E.J. Dionne is mortified that the political advantage John Kerry should have by virtue of his heroism in Vietnam is being negated, and worse, due to Kerry’s actions after he returned from the war. Dionne takes out his frustration on Republican Congressmen who, in a “shameful display. . .declared that what mattered was not Kerry’s service but that he decided afterward that the Vietnam War was a terrible mistake for our country.”
In reality, though, it is Dionne’s dishonesty, not the statements of the Congressmen, that is shameful. Take Dionne’s premise — that Kerry was attacked for concluding that the Vietnam War was a mistake. This statement is more than spin; it is a deliberate falsehood. Kerry is not being attacked because he concluded that the war was a mistake. That is the majority position today, so it would make no political sense to attack Kerry on that basis. As Dionne well knows, Kerry is under attack because he concluded (and apparently still believes) that the war was a crime and the soldiers who prosecuted it were criminals. The distinction between “mistake” and “crime”, obvious enough on its face, was the fundamental divide within the antiwar movement. Most protesters considered the war a tragic mistake. But Kerry’s statements after he returned from Vietnam unambiguously placed him in the “vanguard” that thought the war was actually a criminal enterprise. Dionne cannot contend that Kerry’s extreme view of so central event is not a legitimate matter of concern, so he pretends that Kerry did not hold the extreme view.

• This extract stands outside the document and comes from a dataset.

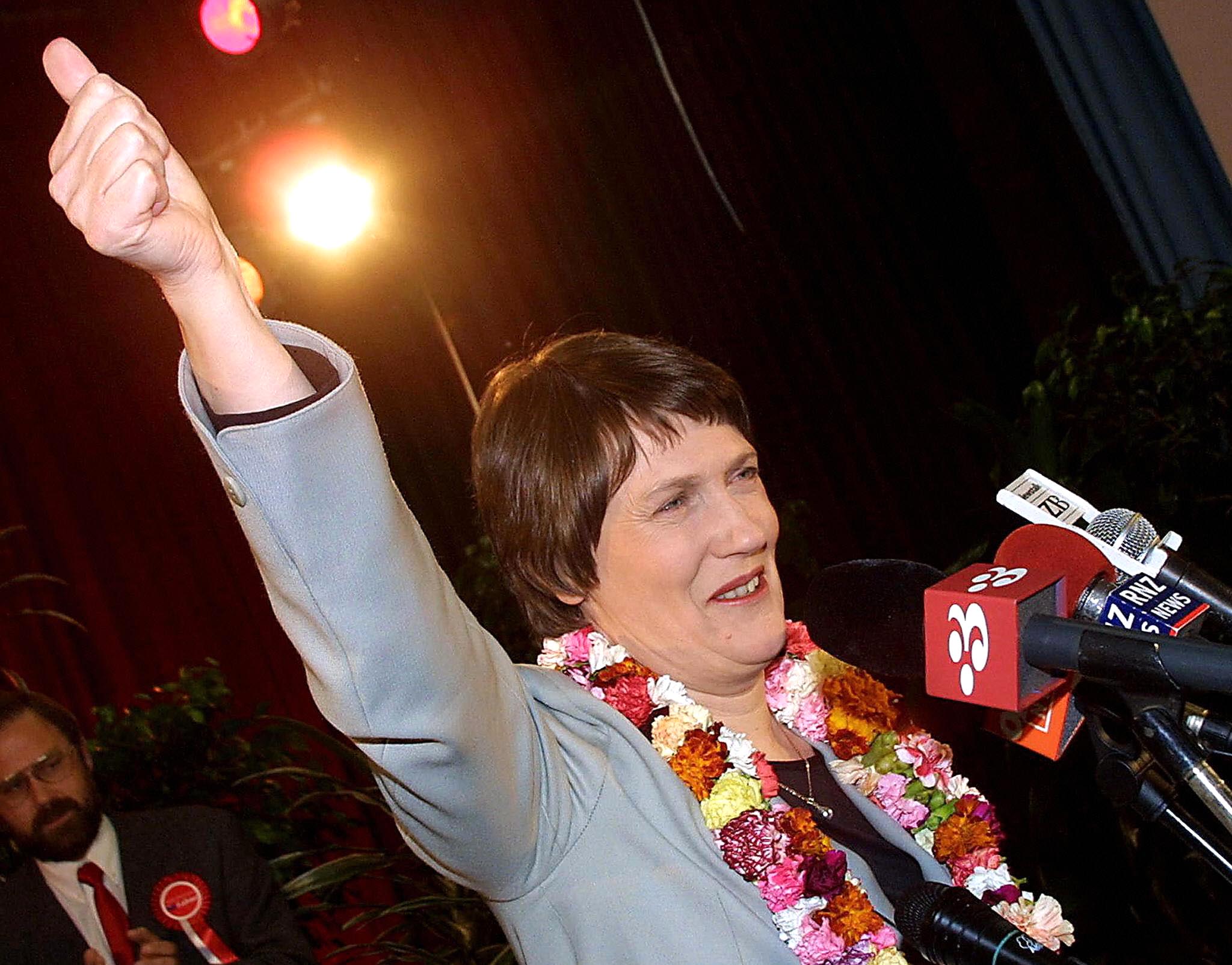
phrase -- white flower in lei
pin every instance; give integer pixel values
(604, 653)
(739, 751)
(988, 879)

Dionne’s dishonesty continues when he considers the specific remarks of the Republican Congressmen in question. War hero John Kline, one of our favorite members of Congress, is taken to task for stating that Kerry’s service in Vietnam “does not excuse his joining ranks with Jane Fonda and others in speaking ill of our troops or their service, then or now.” To Dionne, the “then or now” part of the quotation is “demagogic” because Kerry has not bad-mouthed our troops in Irag. No, but he continues to speak ill of those who served in Vietnam, still claiming that his allegations of endemic war crimes, though phrased the wrong way, are true.

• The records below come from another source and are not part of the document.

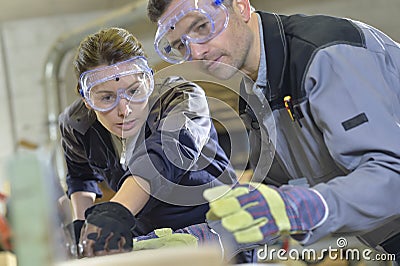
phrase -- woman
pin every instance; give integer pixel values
(152, 141)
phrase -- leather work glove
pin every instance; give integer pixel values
(107, 230)
(74, 229)
(256, 213)
(192, 236)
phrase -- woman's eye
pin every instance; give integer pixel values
(203, 28)
(107, 98)
(132, 91)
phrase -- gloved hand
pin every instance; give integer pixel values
(107, 230)
(74, 229)
(257, 212)
(189, 236)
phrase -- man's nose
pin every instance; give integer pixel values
(198, 51)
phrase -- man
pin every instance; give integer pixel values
(333, 86)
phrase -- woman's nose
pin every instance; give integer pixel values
(123, 107)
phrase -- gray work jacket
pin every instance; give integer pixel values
(344, 80)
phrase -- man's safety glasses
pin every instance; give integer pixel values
(192, 21)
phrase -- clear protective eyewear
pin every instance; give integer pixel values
(134, 74)
(192, 21)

Dionne also criticizes former POW Rep. Sam Johnson for stating that Kerry engaged in “nothing short of aiding and abetting the enemy.” Yet it is difficult to disagree with this characterization. How could Kerry’s highly publicized statements before Congress and on television that America was routinely, deliberately, and systematically committing war crimes in Vietnam not have aided the enemy? Dionne doesn’t attempt to tell us.
Some of Dionne’s arguments are just silly. He moans that when Bill Clinton ran, the Republicans seized on the fact that he didn’t fight in Vietnam. Now that the Democrats have a candidate who fought heroically, Republicans want to talk about something. It seems that the Democrats just can’t win for losing, although they might consider nominating someone who was neither a draft dodger nor a member of the fringe anti-war movement.

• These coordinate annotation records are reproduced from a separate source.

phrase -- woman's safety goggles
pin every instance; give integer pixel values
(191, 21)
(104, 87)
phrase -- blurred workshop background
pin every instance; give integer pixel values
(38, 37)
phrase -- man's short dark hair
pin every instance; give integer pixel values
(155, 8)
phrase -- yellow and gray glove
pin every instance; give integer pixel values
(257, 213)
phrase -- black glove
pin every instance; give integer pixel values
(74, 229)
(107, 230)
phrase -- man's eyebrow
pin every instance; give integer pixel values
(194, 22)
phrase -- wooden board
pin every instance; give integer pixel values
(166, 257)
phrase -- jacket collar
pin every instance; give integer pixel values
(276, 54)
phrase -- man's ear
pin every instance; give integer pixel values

Inevitably, Dionne summons John McCain to vouch for Kerry. McCain has said that Kerry’s anti-war actions angered him, but that he no longer holds these actions against Kerry and now regards him as a friend. This is the position that McCain consistently takes with respect to antiwar extremists he comes to know. For example, McCain developed a good relationship with my schoolmate, the late David Ifshin, who visited Hanoi as an anti-war activist while McCain was a POW. It is noble, almost saintly, of McCain to be so forgiving. But the reaction of Rep. Johnson (a POW for seven years) is more natural and just as valid, at least until such time as Kerry repudiates (if not apologizes for) his slanderous charges against those who served in Vietnam.